Description: Natural Language Processing (NLP) is the subfield of artificial intelligence that deals with designing algorithms, programs, and systems that can understand human languages in written and spoken forms. A useful initial analysis in NLP is the extraction of n-grams, that is, sequences of n words. These n-grams commonly encode concepts and are used by several natural language processing algorithms. Consider for example the first paragraph in this assignment. Each individual word constitutes a 1-gram. The 2-grams are: “Natural Language”, “Language Processing”, “Processing is”, “is the”, and so on. The first 3-gram is “Natural Language Processing”, etcetera.

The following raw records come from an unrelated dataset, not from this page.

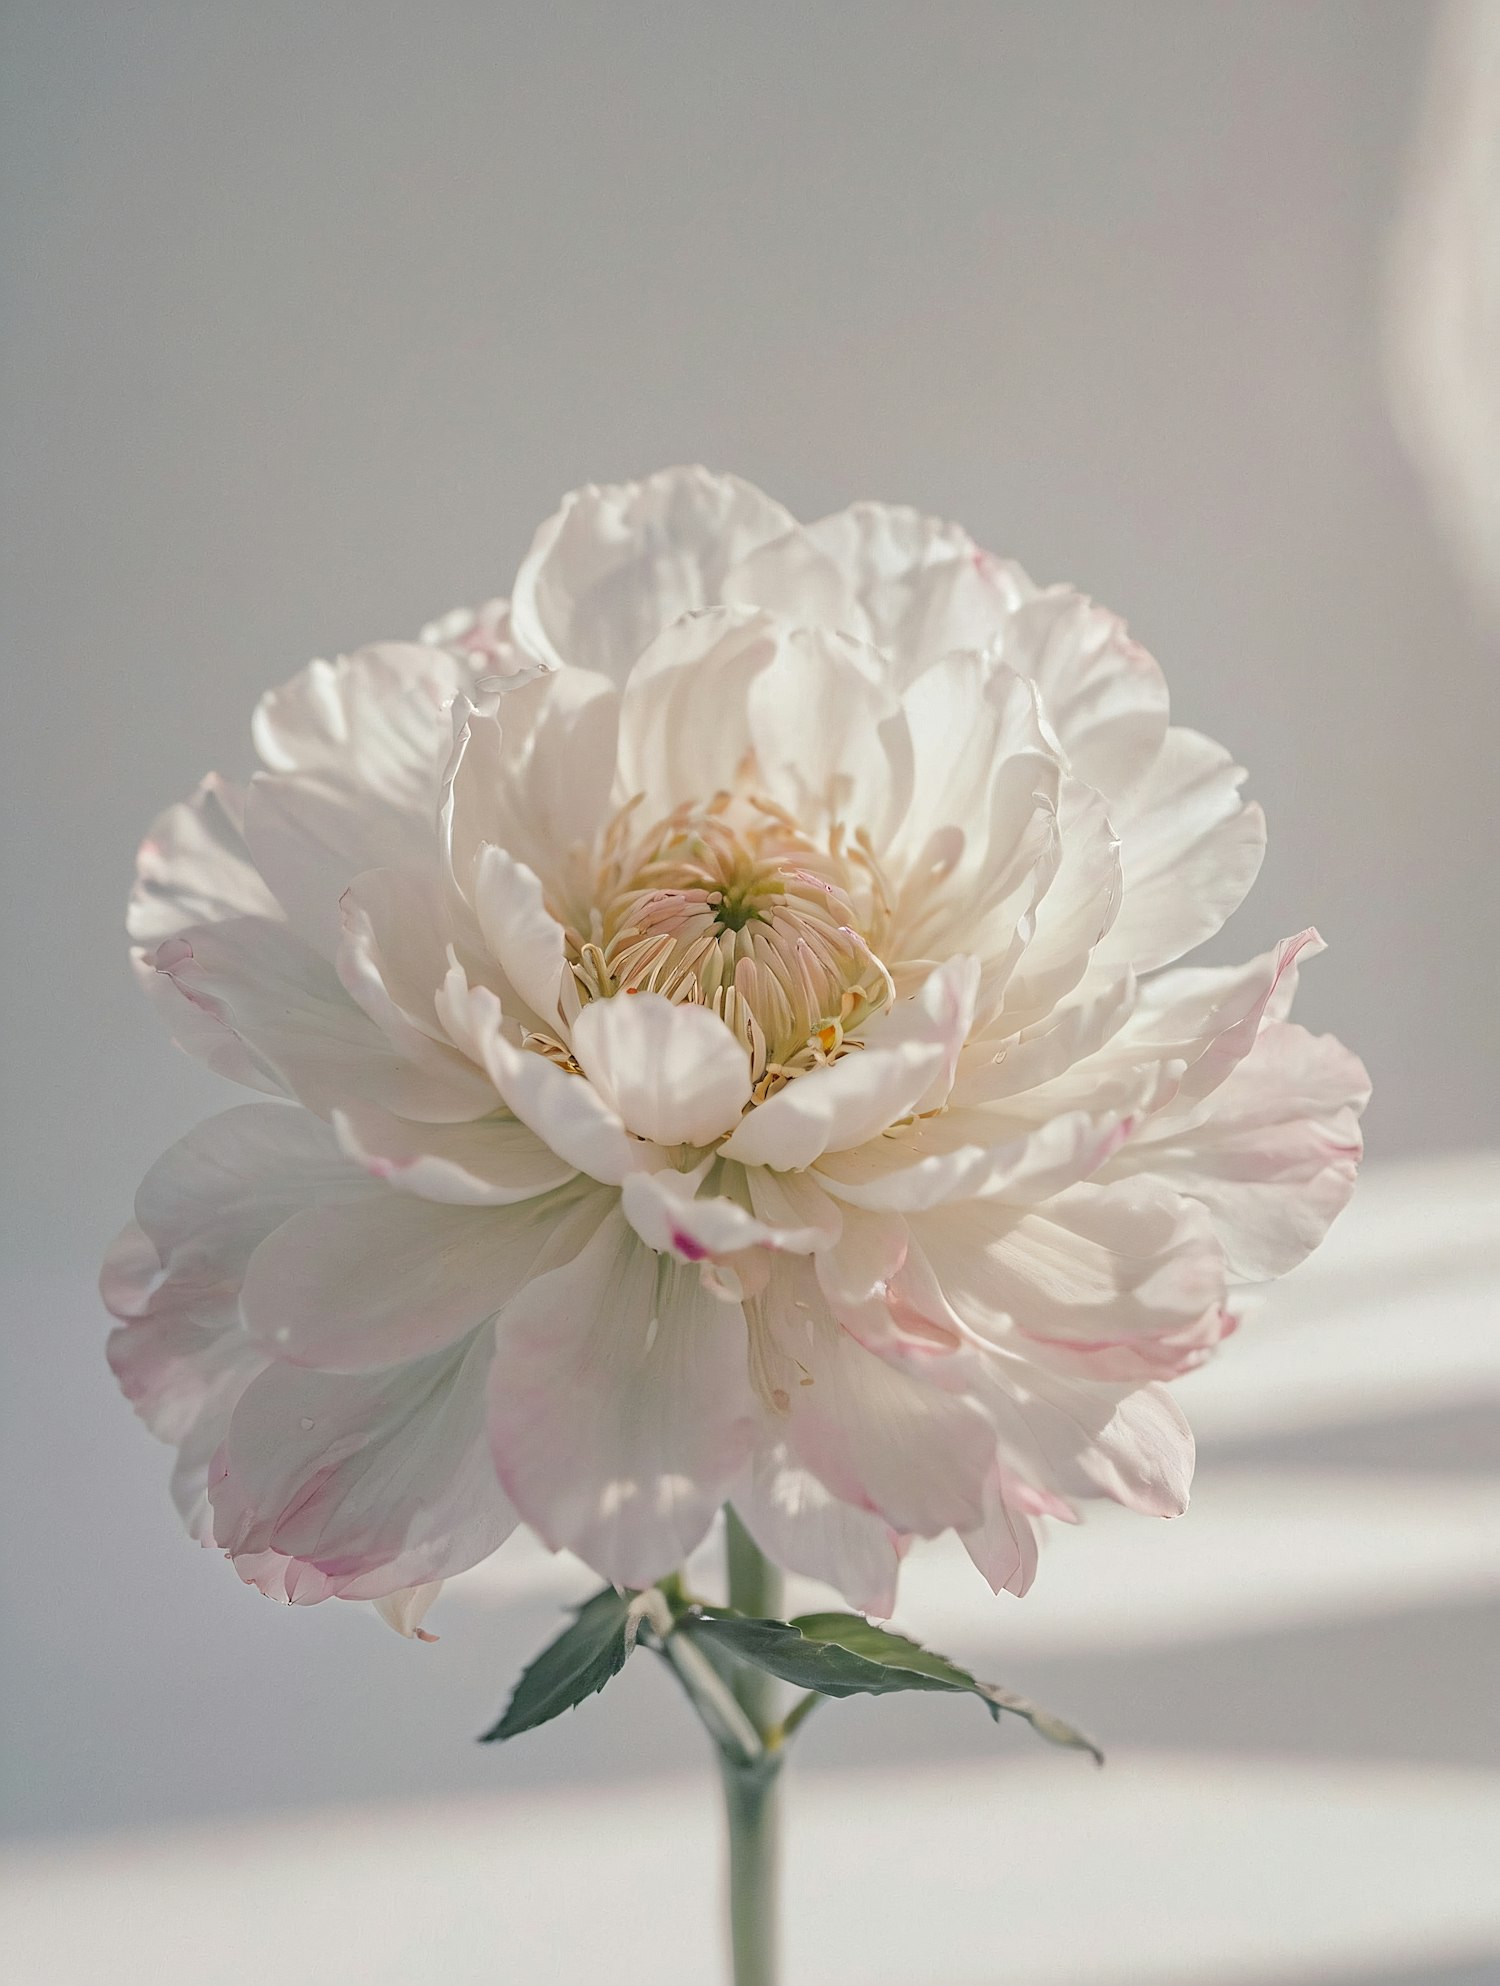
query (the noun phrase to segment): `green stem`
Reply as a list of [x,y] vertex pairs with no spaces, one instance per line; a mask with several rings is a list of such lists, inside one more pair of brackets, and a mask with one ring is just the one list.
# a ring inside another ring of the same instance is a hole
[[[732,1510],[724,1512],[729,1604],[757,1620],[781,1614],[781,1574]],[[734,1676],[735,1699],[764,1741],[777,1722],[777,1683],[759,1669]],[[729,1948],[734,1986],[776,1986],[780,1932],[781,1753],[753,1764],[720,1751],[729,1824]]]
[[[755,1620],[781,1618],[781,1572],[761,1551],[734,1512],[724,1511],[724,1561],[729,1574],[729,1604],[737,1614]],[[763,1669],[742,1668],[734,1679],[740,1708],[761,1736],[776,1722],[778,1686]]]
[[719,1755],[729,1822],[729,1951],[734,1986],[776,1986],[780,1957],[781,1760]]

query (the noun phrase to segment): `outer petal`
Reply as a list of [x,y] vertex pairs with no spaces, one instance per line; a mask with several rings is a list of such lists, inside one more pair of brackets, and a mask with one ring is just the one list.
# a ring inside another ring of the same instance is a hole
[[527,1523],[617,1585],[680,1565],[753,1438],[738,1308],[616,1213],[496,1337],[490,1439]]
[[564,498],[522,561],[515,637],[542,661],[623,683],[654,636],[717,602],[730,566],[791,524],[749,483],[706,469],[591,483]]
[[255,749],[272,772],[326,773],[403,812],[420,810],[448,742],[447,707],[484,659],[386,641],[310,662],[261,698]]
[[280,916],[250,860],[244,818],[244,794],[214,772],[157,816],[136,856],[126,917],[137,944],[159,945],[190,924]]
[[1035,591],[968,533],[898,505],[856,503],[753,553],[724,597],[857,635],[908,681],[934,656],[987,648]]
[[408,1114],[444,1122],[492,1110],[493,1085],[455,1045],[438,1011],[453,948],[435,882],[410,870],[372,869],[349,885],[340,908],[334,965],[344,990],[430,1079],[428,1104]]
[[573,1053],[605,1102],[657,1145],[711,1145],[750,1101],[750,1056],[705,1007],[659,993],[592,1000]]
[[265,1355],[240,1328],[245,1264],[275,1228],[315,1202],[380,1189],[338,1151],[325,1124],[287,1104],[242,1104],[213,1117],[152,1166],[136,1221],[100,1278],[123,1328],[109,1362],[151,1431],[179,1450],[173,1497],[206,1536],[209,1460]]
[[747,1315],[780,1439],[833,1496],[924,1537],[980,1521],[994,1434],[973,1401],[859,1344],[801,1257],[774,1258]]
[[510,1301],[579,1191],[504,1209],[390,1194],[315,1207],[250,1258],[240,1310],[268,1355],[326,1372],[424,1357]]
[[1205,1103],[1164,1111],[1111,1171],[1149,1170],[1199,1201],[1233,1274],[1284,1275],[1354,1191],[1369,1093],[1332,1035],[1273,1022]]
[[1167,1377],[1224,1335],[1202,1209],[1148,1179],[1071,1187],[1017,1216],[971,1203],[916,1223],[949,1302],[992,1343],[1100,1379]]
[[[383,1372],[269,1366],[246,1388],[209,1496],[242,1576],[319,1575],[286,1597],[378,1599],[477,1565],[515,1527],[484,1439],[488,1331]],[[274,1590],[274,1589],[273,1589]]]
[[783,1444],[755,1451],[731,1500],[775,1564],[822,1580],[862,1614],[887,1620],[895,1612],[901,1540],[879,1517],[831,1496]]
[[245,835],[297,929],[331,952],[339,898],[366,869],[429,862],[448,706],[478,663],[420,642],[314,662],[262,698]]
[[1074,774],[1110,801],[1133,792],[1166,737],[1167,685],[1125,623],[1049,586],[1016,607],[1002,653],[1036,684]]
[[565,1185],[574,1173],[511,1117],[419,1124],[353,1103],[333,1113],[333,1127],[343,1150],[374,1178],[456,1207],[508,1207]]
[[1211,938],[1244,902],[1266,848],[1265,816],[1239,798],[1244,772],[1221,745],[1174,727],[1115,818],[1125,895],[1100,965],[1149,972]]
[[[817,1176],[850,1206],[916,1214],[957,1200],[1032,1205],[1088,1178],[1129,1136],[1132,1120],[1071,1111],[1034,1131],[980,1143],[978,1111],[914,1124],[855,1151],[826,1154]],[[992,1135],[992,1134],[991,1134]]]
[[984,1522],[963,1534],[964,1549],[989,1581],[992,1593],[1031,1590],[1036,1578],[1037,1535],[1034,1516],[1071,1515],[1060,1499],[1038,1496],[998,1463],[985,1488]]
[[1166,1387],[1126,1392],[997,1358],[986,1406],[1002,1466],[1044,1500],[1108,1497],[1146,1517],[1187,1509],[1192,1430]]
[[333,968],[284,924],[239,917],[169,938],[146,960],[178,997],[173,1034],[224,1074],[219,1043],[237,1044],[268,1087],[326,1115],[352,1097],[403,1116],[478,1116],[493,1095],[455,1057],[451,1072],[418,1067],[354,1004]]
[[403,1586],[399,1592],[386,1593],[378,1599],[374,1603],[375,1611],[407,1641],[436,1641],[437,1636],[429,1634],[422,1623],[442,1590],[441,1579],[429,1579],[422,1586]]

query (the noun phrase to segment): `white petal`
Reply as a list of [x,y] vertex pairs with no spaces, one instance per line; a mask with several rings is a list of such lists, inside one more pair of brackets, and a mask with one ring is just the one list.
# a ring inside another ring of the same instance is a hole
[[[461,896],[472,898],[480,850],[493,844],[566,901],[569,852],[613,805],[619,705],[604,677],[562,669],[507,688],[492,710],[455,706],[440,820]],[[586,917],[586,904],[575,908]]]
[[1284,1275],[1354,1191],[1369,1093],[1331,1035],[1273,1022],[1206,1102],[1163,1112],[1112,1170],[1149,1170],[1206,1207],[1234,1275]]
[[706,469],[575,490],[516,575],[515,637],[542,661],[623,683],[654,636],[713,605],[730,566],[791,524],[749,483]]
[[493,1086],[438,1012],[449,945],[437,887],[401,869],[374,869],[344,892],[334,960],[345,991],[412,1068],[430,1079],[434,1120],[478,1117],[495,1106]]
[[[984,1522],[963,1533],[964,1550],[988,1580],[990,1591],[1014,1593],[1017,1599],[1031,1590],[1036,1578],[1036,1527],[1025,1508],[1027,1501],[1035,1505],[1052,1500],[1029,1493],[1027,1485],[997,1465],[986,1486]],[[1035,1514],[1059,1516],[1067,1510],[1058,1499],[1054,1508]]]
[[1146,776],[1167,731],[1167,685],[1125,623],[1071,586],[1020,603],[1002,650],[1037,686],[1077,778],[1119,801]]
[[1265,816],[1239,798],[1222,745],[1174,726],[1115,817],[1124,901],[1099,947],[1105,967],[1148,972],[1211,938],[1244,901],[1265,854]]
[[339,1144],[376,1179],[422,1200],[508,1207],[562,1186],[574,1168],[510,1117],[420,1124],[371,1103],[333,1113]]
[[[683,1262],[734,1255],[742,1248],[808,1254],[830,1238],[824,1223],[778,1226],[758,1220],[723,1194],[698,1196],[697,1173],[635,1172],[620,1189],[625,1218],[648,1248]],[[834,1215],[835,1231],[837,1214]]]
[[647,819],[748,783],[810,833],[842,821],[879,846],[910,798],[911,741],[873,650],[717,608],[674,622],[633,672],[620,782]]
[[429,1634],[422,1626],[427,1618],[427,1610],[443,1590],[441,1579],[429,1579],[422,1586],[403,1586],[398,1593],[387,1593],[375,1601],[375,1611],[388,1627],[407,1641],[436,1641],[435,1634]]
[[245,846],[244,812],[244,794],[210,773],[191,800],[152,822],[126,918],[138,944],[159,945],[190,924],[280,915]]
[[747,1315],[778,1438],[832,1495],[924,1537],[980,1521],[994,1433],[975,1402],[859,1344],[804,1257],[773,1258]]
[[834,1587],[862,1614],[888,1620],[895,1612],[897,1534],[868,1510],[831,1496],[784,1445],[756,1450],[731,1501],[773,1564]]
[[474,909],[501,971],[537,1018],[556,1028],[566,945],[536,873],[503,848],[481,848],[474,868]]
[[448,705],[480,673],[480,660],[411,641],[311,662],[261,698],[255,749],[273,772],[329,773],[409,810],[446,747]]
[[475,1041],[496,1089],[560,1159],[610,1186],[653,1162],[651,1147],[631,1137],[586,1077],[516,1047],[502,1033],[500,1003],[487,987],[474,987],[467,998]]
[[739,1309],[614,1214],[496,1340],[491,1442],[527,1523],[617,1585],[680,1565],[754,1432]]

Problem: Implement a very simple text analysis tool that will receive a text file and an integer n and will print all n-grams in the text that appear at least twice. Notice that the number of possible n-grams is huge (actually |V|^n, where V is the vocabulary), so an array of counters is unfeasible. Instead of an array of counters, use a hash table that solves collisions by chaining to keep track of the n-grams that have been read. Either modify the intNode object described in class to contain the n-gram, encoded as a single string and a counter for the number of occurrences, or use a linked list utility containing objects consisting of a string and a counter. Since the key used for hashing is a string, you need to convert it to an integer value in a way that would ultimately result in as few collisions as possible. A simple way is to add the int values of all the characters in the strings, and then apply the mod operation, but perhaps you can propose a method that results in fewer collisions. Also, we will consider strings in upper and lowercase as being equivalent, so convert your strings to lowercase before hashing.
Run experiments with several plain text files and different values of n, and write a report describing your results.